You are viewing a plain text version of this content. The canonical link for it is here.

Posted to user@hive.apache.org by Elliot West <te...@gmail.com> on 2018/08/04 11:27:48 UTC

Optimal approach for changing file format of a partitioned table

Hi,

I’m trying to simply change the format of a very large partitioned table
from Json to ORC. I’m finding that it is unexpectedly resource intensive,
primarily due to a shuffle phase with the partition key. I end up running
out of disk space in what looks like a spill to disk in the reducers.
However, the partitioning scheme is identical on both the source and the
destination so my expectation is a map only job that simply rencodes each
file.

I’m using INSERT OVERWRITE TABLE with dynamic partitioning. I suspect I
could resolve my issue by allocating more storage to the task nodes.
However, can anyone advise a more resource and time efficient approach?

Cheers,

Elliot.

Re: Optimal approach for changing file format of a partitioned table

Posted by Gopal Vijayaraghavan <go...@apache.org>.

A hive version would help to  preface this, because that matters for this (like TEZ-3709 doesn't apply for hive-1.2).

> I’m trying to simply change the format of a very large partitioned table from Json to ORC. I’m finding that it is unexpectedly resource intensive, primarily due to a shuffle phase with the partition key. I end up running out of disk space in what looks like a spill to disk in the reducers. 

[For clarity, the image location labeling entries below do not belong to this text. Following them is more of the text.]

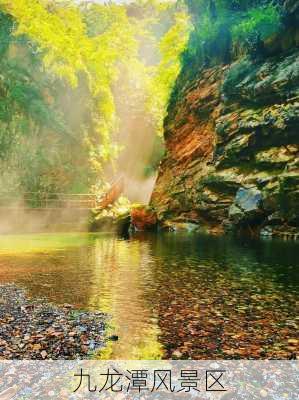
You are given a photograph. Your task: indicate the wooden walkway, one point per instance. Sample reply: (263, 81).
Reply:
(62, 200)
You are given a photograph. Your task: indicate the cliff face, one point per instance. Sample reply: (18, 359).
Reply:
(232, 154)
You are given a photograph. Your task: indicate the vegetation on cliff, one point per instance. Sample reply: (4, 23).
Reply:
(72, 75)
(231, 136)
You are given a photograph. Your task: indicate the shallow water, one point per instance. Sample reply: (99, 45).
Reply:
(169, 295)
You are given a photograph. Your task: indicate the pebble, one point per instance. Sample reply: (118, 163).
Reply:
(35, 329)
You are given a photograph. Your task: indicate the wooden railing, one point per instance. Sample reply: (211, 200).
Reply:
(63, 200)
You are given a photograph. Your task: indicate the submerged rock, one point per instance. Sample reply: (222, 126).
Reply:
(247, 206)
(35, 329)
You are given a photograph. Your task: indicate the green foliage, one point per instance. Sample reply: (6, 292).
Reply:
(223, 29)
(264, 20)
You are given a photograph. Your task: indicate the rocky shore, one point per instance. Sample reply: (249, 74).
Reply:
(35, 329)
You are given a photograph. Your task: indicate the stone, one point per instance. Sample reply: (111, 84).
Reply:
(143, 218)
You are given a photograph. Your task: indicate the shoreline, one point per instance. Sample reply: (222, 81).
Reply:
(37, 330)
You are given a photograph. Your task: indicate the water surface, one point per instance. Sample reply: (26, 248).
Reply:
(173, 295)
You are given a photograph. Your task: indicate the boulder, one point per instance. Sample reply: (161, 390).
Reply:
(247, 206)
(143, 218)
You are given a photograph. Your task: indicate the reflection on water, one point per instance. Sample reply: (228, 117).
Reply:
(169, 295)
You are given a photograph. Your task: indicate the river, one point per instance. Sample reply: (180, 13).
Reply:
(179, 295)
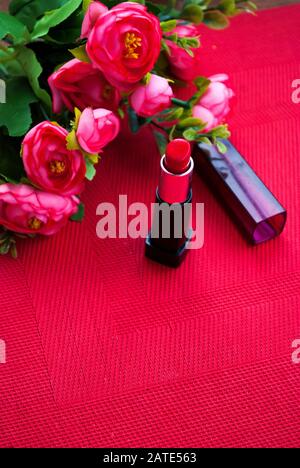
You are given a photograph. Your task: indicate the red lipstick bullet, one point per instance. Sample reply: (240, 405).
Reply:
(170, 232)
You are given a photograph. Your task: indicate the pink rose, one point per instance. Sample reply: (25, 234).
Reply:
(125, 44)
(184, 66)
(94, 10)
(26, 210)
(213, 106)
(148, 100)
(49, 164)
(79, 84)
(96, 129)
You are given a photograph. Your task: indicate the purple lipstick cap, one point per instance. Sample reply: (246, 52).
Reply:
(253, 207)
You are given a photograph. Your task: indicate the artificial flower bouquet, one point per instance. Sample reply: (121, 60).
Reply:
(73, 73)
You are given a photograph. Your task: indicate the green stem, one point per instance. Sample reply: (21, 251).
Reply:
(181, 103)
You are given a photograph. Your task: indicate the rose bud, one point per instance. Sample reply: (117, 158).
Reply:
(125, 44)
(26, 210)
(79, 84)
(49, 164)
(94, 10)
(184, 66)
(96, 129)
(213, 106)
(152, 98)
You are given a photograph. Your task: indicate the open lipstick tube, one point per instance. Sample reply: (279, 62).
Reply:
(253, 207)
(170, 231)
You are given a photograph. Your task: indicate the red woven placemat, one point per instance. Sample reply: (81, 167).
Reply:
(105, 348)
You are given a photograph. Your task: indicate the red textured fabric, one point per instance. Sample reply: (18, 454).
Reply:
(105, 348)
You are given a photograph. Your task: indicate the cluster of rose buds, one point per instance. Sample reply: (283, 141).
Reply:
(122, 47)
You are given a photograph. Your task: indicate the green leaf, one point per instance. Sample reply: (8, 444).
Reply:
(80, 54)
(202, 82)
(190, 134)
(146, 79)
(32, 69)
(67, 32)
(80, 213)
(221, 147)
(220, 132)
(86, 4)
(15, 115)
(165, 47)
(90, 170)
(172, 114)
(192, 122)
(12, 28)
(205, 140)
(227, 7)
(161, 141)
(193, 13)
(168, 26)
(215, 19)
(28, 11)
(133, 121)
(72, 143)
(53, 18)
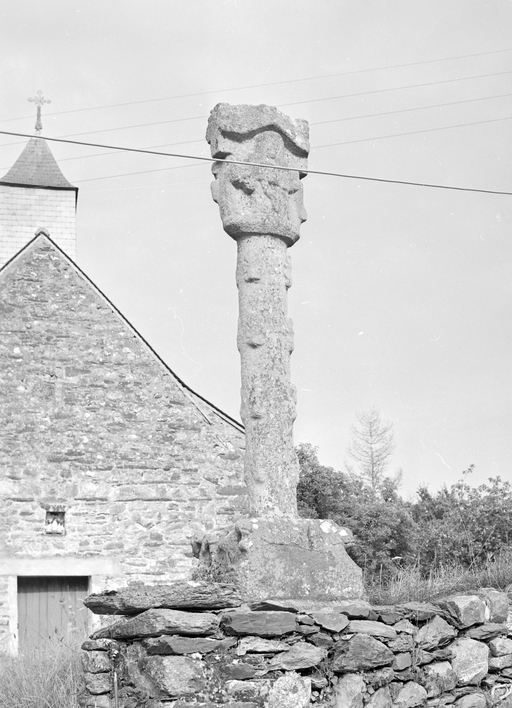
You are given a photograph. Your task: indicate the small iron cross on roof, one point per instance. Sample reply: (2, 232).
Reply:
(39, 101)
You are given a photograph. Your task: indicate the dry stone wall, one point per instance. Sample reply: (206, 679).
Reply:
(193, 644)
(25, 209)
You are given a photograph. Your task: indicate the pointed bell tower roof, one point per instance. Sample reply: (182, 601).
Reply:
(36, 167)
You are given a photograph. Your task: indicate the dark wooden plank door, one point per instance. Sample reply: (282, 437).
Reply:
(50, 608)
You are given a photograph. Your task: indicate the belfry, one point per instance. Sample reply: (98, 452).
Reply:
(34, 196)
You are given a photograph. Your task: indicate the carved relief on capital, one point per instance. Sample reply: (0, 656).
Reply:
(258, 200)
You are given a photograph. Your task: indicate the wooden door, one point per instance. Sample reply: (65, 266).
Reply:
(50, 608)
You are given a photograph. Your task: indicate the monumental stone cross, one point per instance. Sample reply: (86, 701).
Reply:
(272, 554)
(262, 209)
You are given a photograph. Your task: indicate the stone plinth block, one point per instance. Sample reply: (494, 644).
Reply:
(283, 558)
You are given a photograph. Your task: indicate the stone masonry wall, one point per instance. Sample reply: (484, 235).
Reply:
(25, 209)
(190, 645)
(92, 422)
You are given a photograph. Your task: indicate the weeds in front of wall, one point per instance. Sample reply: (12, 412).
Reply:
(48, 676)
(410, 584)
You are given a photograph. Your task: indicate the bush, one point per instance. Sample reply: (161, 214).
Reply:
(49, 676)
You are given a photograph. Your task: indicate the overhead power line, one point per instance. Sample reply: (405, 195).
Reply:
(413, 132)
(324, 122)
(270, 83)
(313, 100)
(395, 88)
(259, 164)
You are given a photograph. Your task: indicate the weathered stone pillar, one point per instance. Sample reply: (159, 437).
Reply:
(274, 554)
(261, 208)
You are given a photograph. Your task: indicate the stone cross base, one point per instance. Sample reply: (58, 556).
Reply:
(281, 558)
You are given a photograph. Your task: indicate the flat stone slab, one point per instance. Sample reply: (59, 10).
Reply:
(261, 624)
(375, 629)
(182, 595)
(298, 657)
(360, 653)
(435, 633)
(185, 645)
(154, 623)
(332, 621)
(258, 645)
(464, 610)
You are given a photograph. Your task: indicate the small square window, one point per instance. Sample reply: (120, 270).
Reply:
(54, 523)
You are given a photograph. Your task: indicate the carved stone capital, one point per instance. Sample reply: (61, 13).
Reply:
(258, 200)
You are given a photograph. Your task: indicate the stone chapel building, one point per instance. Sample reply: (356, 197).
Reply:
(109, 462)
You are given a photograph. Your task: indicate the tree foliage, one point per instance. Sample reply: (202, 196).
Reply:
(371, 447)
(460, 525)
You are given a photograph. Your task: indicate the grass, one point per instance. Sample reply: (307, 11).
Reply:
(49, 676)
(409, 584)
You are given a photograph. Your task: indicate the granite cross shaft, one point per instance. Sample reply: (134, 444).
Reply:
(272, 553)
(261, 208)
(39, 100)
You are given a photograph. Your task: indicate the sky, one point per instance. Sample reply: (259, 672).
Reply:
(401, 295)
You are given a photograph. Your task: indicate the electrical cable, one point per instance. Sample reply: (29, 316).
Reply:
(324, 122)
(407, 110)
(396, 88)
(259, 164)
(271, 83)
(413, 132)
(281, 105)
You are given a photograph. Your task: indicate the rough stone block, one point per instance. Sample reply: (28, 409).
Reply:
(470, 661)
(261, 624)
(496, 603)
(349, 692)
(435, 633)
(486, 631)
(95, 662)
(290, 691)
(380, 699)
(97, 683)
(283, 558)
(332, 621)
(438, 678)
(497, 663)
(375, 629)
(411, 695)
(464, 610)
(176, 676)
(500, 646)
(360, 653)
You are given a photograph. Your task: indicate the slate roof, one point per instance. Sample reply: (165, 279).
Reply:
(36, 167)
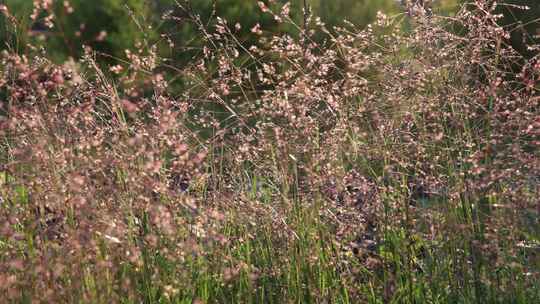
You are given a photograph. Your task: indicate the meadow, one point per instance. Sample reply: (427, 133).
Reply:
(394, 163)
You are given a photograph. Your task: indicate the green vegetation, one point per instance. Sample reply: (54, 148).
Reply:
(285, 162)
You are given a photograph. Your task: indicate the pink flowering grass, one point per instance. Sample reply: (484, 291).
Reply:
(375, 165)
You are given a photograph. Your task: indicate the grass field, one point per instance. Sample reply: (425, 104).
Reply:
(375, 165)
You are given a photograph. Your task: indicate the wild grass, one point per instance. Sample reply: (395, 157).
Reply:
(373, 166)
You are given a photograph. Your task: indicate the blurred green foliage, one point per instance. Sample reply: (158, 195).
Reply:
(112, 26)
(126, 22)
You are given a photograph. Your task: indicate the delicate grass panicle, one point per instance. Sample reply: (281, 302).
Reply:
(338, 165)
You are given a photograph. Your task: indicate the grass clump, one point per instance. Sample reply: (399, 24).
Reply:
(373, 165)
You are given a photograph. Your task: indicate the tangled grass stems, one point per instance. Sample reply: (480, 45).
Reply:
(375, 165)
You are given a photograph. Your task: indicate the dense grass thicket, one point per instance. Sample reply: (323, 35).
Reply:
(397, 163)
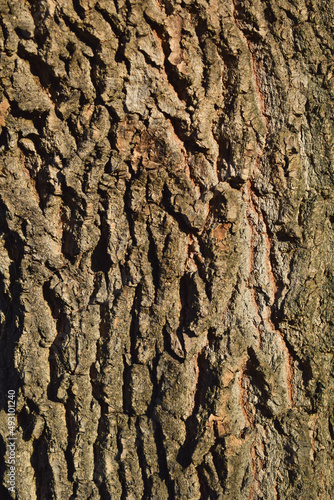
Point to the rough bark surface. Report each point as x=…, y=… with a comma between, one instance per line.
x=167, y=213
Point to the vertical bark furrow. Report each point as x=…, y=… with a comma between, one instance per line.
x=166, y=248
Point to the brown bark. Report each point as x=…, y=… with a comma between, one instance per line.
x=166, y=253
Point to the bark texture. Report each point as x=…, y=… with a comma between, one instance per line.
x=167, y=213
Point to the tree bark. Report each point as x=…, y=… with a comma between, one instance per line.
x=167, y=266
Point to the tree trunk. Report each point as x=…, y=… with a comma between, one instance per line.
x=167, y=266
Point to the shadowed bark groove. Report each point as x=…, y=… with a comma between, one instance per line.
x=166, y=248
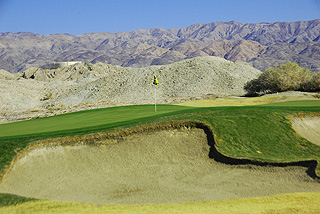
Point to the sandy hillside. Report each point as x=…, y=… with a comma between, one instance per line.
x=156, y=167
x=308, y=127
x=84, y=85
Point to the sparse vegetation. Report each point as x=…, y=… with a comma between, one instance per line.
x=285, y=77
x=47, y=96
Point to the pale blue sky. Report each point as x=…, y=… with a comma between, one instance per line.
x=85, y=16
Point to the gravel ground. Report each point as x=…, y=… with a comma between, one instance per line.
x=41, y=92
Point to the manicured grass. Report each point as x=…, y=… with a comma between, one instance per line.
x=286, y=204
x=262, y=133
x=85, y=119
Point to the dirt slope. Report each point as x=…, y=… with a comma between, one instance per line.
x=164, y=166
x=308, y=127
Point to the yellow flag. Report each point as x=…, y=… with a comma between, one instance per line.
x=155, y=81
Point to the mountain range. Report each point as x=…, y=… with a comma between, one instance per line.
x=262, y=45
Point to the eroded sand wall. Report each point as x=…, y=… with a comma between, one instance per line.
x=308, y=127
x=163, y=166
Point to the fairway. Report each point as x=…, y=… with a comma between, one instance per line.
x=140, y=166
x=108, y=117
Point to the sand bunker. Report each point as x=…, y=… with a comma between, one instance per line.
x=308, y=127
x=162, y=166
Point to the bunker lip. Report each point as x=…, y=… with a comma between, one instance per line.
x=307, y=126
x=157, y=163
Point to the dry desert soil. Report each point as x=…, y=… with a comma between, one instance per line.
x=161, y=166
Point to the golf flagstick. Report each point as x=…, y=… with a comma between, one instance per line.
x=155, y=82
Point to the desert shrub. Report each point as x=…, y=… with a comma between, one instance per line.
x=285, y=77
x=314, y=83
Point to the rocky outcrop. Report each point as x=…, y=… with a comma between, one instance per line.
x=253, y=43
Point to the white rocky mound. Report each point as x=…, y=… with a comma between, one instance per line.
x=86, y=84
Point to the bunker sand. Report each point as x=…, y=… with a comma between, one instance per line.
x=308, y=127
x=160, y=166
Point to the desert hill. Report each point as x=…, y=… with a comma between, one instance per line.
x=99, y=85
x=255, y=43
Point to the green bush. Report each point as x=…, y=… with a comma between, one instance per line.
x=285, y=77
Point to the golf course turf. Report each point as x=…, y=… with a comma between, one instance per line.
x=257, y=135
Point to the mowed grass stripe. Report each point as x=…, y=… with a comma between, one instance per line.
x=85, y=119
x=286, y=204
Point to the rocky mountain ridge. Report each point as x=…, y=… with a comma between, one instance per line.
x=261, y=44
x=43, y=92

The "shuffle phase with the partition key" sounds like you have the dynamic sort partition enabled, which is necessary to avoid OOMs on the writer due to split generation complications (as you'll see below).

> However, the partitioning scheme is identical on both the source and the destination so my expectation is a map only job that simply rencodes each file.

That would've been nice to have, except the split generation in MR InputFormats will use the locality of files & split a single partition into multiple splits, then recombine them by hostname - so the splits aren't aligned along partitions.

> However, can anyone advise a more resource and time efficient approach?

If you don't have enough scratch space to store the same data 2x (well, a minimum - the shuffle merge has a complete spill for every 100 inputs), it might be helpful to do this as separate jobs (i.e relaunch AMs) so that you can delete all the scratch storage between the partitions.

The usual chunk size I use is around 30Tb per insert (this corresponds to 7 years in my warehouse tests).

I have for loop scripts which go over the data & generate chunked insert scripts, but they are somewhat trivial to write for a different use-case.

The scratch-space issue is actually tied to some assumptions in this codepath (all the way from 2007), which optimizes for shuffle via a spinning disk, for the spill + merge (to cut down on IOPS). I hope I can rewrite it entirely with something like Apache Crail (to take advantage of NVRAM+RDMA) once there's no need for compatibility with spinning disks.

However, most of the next set of optimizations require a closer inspection of the counters from the task, cluster size and total data-size.

Cheers,
Gopal

Re: Optimal approach for changing file format of a partitioned table

Posted by Furcy Pin <pi...@gmail.com>.

Hi Elliot,

From your description of the problem, I'm assuming that you are doing a
INSERT OVERWRITE table PARTITION(p1, p2) SELECT * FROM table

or something close, like a CREATE TABLE AS ... maybe.

If this is the case, I suspect that your shuffle phase comes from dynamic
partitioning, and in particular from this option (quote from the doc)

hive.optimize.sort.dynamic.partition
>
>    - Default Value: true in Hive 0.13.0 and 0.13.1; false in Hive 0.14.0
>    and later (HIVE-8151 <https://issues.apache.org/jira/browse/HIVE-8151>)
>
>
>    - Added In: Hive 0.13.0 with HIVE-6455
>    <https://issues.apache.org/jira/browse/HIVE-6455>
>
> When enabled, dynamic partitioning column will be globally sorted. This
> way we can keep only one record writer open for each partition value in the
> reducer thereby reducing the memory pressure on reducers.


This option has been added to avoid OOM exceptions when doing dynamic
partitioned insertions, however it has disastrous performances for table
copy operations,
where only a Map phase should suffice. Disabling this option before your
query should suffice.

Also, beware that reading from and inserting to the same partitioned table
may create deadlock issues: https://issues.apache.org/jira/browse/HIVE-12258

Regards,

Furcy


On Sat, 4 Aug 2018 at 13:28, Elliot West <te...@gmail.com> wrote:

> Hi,
>
> I’m trying to simply change the format of a very large partitioned table
> from Json to ORC. I’m finding that it is unexpectedly resource intensive,
> primarily due to a shuffle phase with the partition key. I end up running
> out of disk space in what looks like a spill to disk in the reducers.
> However, the partitioning scheme is identical on both the source and the
> destination so my expectation is a map only job that simply rencodes each
> file.
>
> I’m using INSERT OVERWRITE TABLE with dynamic partitioning. I suspect I
> could resolve my issue by allocating more storage to the task nodes.
> However, can anyone advise a more resource and time efficient approach?
>
> Cheers,
>
> Elliot.
>